Although existing therapies are prolonging progression-free survival (PFS), the debate as to what frontline endocrine therapy to use and whether to partner it with a CDK 4/6 inhibitor in patients with hormone receptor (HR)-positive breast cancer continues to evolve, explained Debu Tripathy, MD.

“If we cross some of the significant biological barriers and figure out why patients develop resistance to these drugs, we can push [the PFS] out further and maybe obviate the need for the more toxic therapies altogether.”

In an interview during the 2018 OncLive® State of the Science Summit™ on Breast Cancer, Tripathy, professor and chairman, Department of Breast Medical Oncology, Division of Cancer Medicine, The University of Texas MD Anderson Cancer Center, tracked the evolution of treatment of patients with metastatic HR-positive breast cancer.

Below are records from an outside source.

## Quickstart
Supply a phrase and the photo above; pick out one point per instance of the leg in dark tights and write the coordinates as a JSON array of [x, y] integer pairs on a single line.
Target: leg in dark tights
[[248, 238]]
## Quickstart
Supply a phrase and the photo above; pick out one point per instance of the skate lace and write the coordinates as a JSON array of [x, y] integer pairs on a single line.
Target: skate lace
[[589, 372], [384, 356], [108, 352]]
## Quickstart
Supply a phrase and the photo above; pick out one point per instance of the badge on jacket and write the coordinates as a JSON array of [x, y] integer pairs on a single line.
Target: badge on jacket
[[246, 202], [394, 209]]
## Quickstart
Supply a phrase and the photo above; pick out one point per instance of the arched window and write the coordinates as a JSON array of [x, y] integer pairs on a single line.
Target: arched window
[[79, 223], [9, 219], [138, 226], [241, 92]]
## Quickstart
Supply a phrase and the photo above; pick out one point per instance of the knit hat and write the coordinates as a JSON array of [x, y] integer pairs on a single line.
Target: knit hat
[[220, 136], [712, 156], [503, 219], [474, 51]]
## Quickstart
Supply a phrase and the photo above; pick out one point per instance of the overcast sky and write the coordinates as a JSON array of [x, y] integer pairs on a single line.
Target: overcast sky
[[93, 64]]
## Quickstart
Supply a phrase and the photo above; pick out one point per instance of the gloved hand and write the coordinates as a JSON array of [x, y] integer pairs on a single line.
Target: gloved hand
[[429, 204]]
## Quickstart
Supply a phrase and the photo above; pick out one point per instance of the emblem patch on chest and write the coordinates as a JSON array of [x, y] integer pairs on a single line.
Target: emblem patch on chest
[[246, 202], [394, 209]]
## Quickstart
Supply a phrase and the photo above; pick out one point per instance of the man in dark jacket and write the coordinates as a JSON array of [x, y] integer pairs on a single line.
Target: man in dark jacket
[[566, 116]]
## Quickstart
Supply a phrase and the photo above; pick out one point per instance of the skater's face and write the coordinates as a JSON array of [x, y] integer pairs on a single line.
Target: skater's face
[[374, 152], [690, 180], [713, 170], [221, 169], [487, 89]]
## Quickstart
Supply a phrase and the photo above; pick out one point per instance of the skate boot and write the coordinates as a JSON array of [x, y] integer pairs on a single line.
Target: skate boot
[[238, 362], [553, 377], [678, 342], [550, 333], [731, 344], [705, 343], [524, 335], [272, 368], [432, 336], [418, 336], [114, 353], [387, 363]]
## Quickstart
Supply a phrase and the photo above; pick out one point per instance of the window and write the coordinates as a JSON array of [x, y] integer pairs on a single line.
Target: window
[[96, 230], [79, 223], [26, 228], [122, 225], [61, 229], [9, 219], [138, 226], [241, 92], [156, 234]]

OncLive: How has the management of advanced HR-positive breast cancer evolved?

Tripathy: This an area that has evolved a lot in the last few years. The most important thing about treating patients with metastatic HR-positive breast cancer is to confirm the histology at the time of initial diagnosis. You want to make sure that the patient truly has breast cancer metastasis depending on where the easiest lesion to biopsy is. That may be in the lung, the liver, or sometimes in the bone. It’s also important to check the estrogen, progesterone, and HER2 receptors since that can sometimes change from what the primary tumor was. Of course, it also serves as a confirmatory diagnosis for patients who present with metastatic breast cancer.

Over the last several decades, the pendulum has shifted to treating patients with metastatic breast cancer according to receptor subtype. For patients with HR-positive, HER2-negative breast cancers, the general paradigm for treatment is to use endocrine therapy first. As recently as 1 decade ago, chemotherapy was the first treatment that patients would get.

We now know that if we start with endocrine therapy for most cases, patients will have a better quality of life (QOL). Though randomized studies have been few and far between, the ones that have been done suggest that survival is the same and some data show that survival is better. From a QOL standpoint, we certainly feel that endocrine therapy is the best initial treatment for most patients.

There are exceptions to this. In patients with rapidly progressive cancer or extensive visceral burden, we will sometimes start with chemotherapy. If they achieve a response, then we convert them to maintenance hormonal or endocrine therapy.

Over the last 5 to 7 years, there has been a shift in how we approach patients with HR-positive breast cancer, primarily because of what we learned from patients who become resistant to endocrine therapy. The first set of discoveries revolve around growth factor receptor pathways, which seem to be overactive in patients with refractory disease. On this basis, several trials have been done to target various growth factor receptor pathways.

The mTOR inhibitor everolimus (Afinitor) was the first one to be approved in 2012 in partnership with second-line endocrine therapy with fulvestrant (Faslodex). That has now become a standard of care. More recently, treatment with CDK inhibitors has been paired with both first- and second-line therapy.

Initially, tamoxifen was our treatment of choice for patients with any type of HR-positive breast cancer. Aromatase inhibitors (AIs) were introduced later. The AIs, when compared with tamoxifen in the trials done in the 1990s, showed that they were about equally effective. Some of the studies showed that AIs were slightly better, but the one big difference was the risk of thrombosis. Thrombosis is elevated in patients with metastatic breast cancer. That was not a problem with the AIs, so this became the first-line therapy.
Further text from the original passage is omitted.